Em termos de estilo, a Masi procura o equilíbrio entre potência e bebibilidade: fruta escura e densa, notas de passa e cereja, especiarias e a amêndoa amarga típica da zona no final – mas sustentadas pela acidez e não apenas pela doçura. Um segundo fio condutor é o trabalho com castas autóctones. Ao lado de Corvina, Rondinella e Molinara, a Masi trouxe sobretudo de volta às vinhas a quase extinta Oseleta, que dá cor, taninos e especiarias e é hoje admitida como casta de lote nas denominações do Valpolicella.
Vinhas e Vinhos Notáveis
- Costasera Amarone della Valpolicella Classico DOCG – o Amarone mais conhecido da casa, de encostas viradas a sudoeste, para o lago de Garda
- Mazzano – vinha única no município de Negrar, a cerca de 400 metros, fresca e exposta ao vento; um Amarone particularmente tenso e mineral, em pequena quantidade
- Campolongo di Torbe – vinha única sobre solos calcários e de alteração vulcânica, mais redondo e aveludado do que o Mazzano
- Campofiorin – Rosso Veronese IGT, o clássico lançado em 1964 e modelo da categoria Ripasso
- Serègo Alighieri – linha própria da propriedade histórica dos descendentes de Dante, com Amarone e o Recioto „Casal dei Ronchi“, entre outros
- Recioto della Valpolicella Classico DOCG – o vinho doce tradicional da zona, das mesmas uvas passadas
Distinções
Há décadas que a Masi figura entre os endereços italianos consistentemente mais bem pontuados. O Costasera Amarone alcança regularmente pontuações na ordem dos 90 a 94 pontos em provas internacionais; um Amarone da linha Serègo Alighieri ocupou em 2015 um lugar muito alto na lista „Top 100“ da Wine Spectator, e a mesma revista distinguiu a casa como „Critics' Choice Winery“. Também nos guias italianos (Gambero Rosso, Bibenda, Veronelli) os vinhos de topo são uma presença constante.

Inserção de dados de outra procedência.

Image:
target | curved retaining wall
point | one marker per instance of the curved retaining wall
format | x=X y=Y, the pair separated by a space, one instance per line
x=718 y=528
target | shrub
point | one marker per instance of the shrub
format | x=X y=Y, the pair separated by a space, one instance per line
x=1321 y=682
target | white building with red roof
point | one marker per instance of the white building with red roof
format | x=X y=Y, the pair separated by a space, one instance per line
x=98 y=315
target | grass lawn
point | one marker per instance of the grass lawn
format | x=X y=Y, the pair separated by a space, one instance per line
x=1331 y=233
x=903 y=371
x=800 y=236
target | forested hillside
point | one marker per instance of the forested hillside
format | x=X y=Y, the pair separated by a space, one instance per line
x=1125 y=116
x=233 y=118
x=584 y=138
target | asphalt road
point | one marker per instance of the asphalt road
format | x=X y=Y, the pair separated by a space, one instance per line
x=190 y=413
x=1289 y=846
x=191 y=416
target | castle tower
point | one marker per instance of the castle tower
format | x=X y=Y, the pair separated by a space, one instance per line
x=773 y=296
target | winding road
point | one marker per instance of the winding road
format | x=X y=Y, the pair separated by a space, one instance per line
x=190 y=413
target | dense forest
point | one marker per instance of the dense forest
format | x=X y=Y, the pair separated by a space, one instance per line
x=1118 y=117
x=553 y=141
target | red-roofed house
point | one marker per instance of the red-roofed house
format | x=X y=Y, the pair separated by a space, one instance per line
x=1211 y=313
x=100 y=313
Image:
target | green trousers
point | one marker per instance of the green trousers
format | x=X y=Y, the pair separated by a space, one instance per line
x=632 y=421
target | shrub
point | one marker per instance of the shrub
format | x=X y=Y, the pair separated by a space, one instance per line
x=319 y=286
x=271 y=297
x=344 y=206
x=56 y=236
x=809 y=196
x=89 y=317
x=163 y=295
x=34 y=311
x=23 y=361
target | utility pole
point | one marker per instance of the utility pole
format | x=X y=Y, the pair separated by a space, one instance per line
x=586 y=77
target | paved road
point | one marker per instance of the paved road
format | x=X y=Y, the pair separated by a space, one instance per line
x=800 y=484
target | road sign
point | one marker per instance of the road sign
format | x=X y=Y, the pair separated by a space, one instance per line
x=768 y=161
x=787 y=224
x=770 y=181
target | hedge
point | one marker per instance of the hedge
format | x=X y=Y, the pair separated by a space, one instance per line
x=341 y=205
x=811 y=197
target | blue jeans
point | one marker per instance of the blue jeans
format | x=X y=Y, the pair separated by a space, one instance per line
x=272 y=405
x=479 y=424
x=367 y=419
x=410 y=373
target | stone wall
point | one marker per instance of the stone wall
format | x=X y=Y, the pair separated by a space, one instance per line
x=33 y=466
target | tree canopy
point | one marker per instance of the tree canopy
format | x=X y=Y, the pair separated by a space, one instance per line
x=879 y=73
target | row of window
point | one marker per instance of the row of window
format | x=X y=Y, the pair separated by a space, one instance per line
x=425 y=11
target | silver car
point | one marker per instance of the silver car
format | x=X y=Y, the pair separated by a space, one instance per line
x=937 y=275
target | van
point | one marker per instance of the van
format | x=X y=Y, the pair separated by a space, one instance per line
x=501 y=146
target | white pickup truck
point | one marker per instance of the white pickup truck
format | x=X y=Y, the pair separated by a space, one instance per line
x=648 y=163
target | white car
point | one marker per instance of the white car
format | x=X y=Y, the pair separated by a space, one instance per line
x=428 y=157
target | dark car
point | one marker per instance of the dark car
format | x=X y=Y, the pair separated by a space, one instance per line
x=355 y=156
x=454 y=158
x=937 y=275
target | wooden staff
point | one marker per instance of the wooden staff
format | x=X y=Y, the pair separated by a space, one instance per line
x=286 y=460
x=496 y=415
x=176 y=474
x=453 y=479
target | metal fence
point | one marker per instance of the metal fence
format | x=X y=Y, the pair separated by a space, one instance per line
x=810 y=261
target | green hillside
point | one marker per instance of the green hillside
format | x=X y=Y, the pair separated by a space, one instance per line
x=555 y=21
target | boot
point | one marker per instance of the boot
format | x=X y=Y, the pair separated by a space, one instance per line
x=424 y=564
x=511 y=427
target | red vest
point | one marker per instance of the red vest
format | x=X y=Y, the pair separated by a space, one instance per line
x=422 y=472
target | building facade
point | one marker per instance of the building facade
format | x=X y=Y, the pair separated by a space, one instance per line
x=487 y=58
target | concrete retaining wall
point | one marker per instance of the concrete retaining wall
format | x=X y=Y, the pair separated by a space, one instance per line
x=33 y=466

Para além do vinho, a casa tem uma vertente cultural: das reflexões de Sandro Boscaini e de alguns amigos nasceu em 1981 o Premio Masi, dedicado a personalidades de raízes vénetas e atribuído desde 2001 pela Fondazione Masi, criada para o efeito – um exemplo pouco comum de como uma casa de vinhos pode estar ligada à identidade da sua região.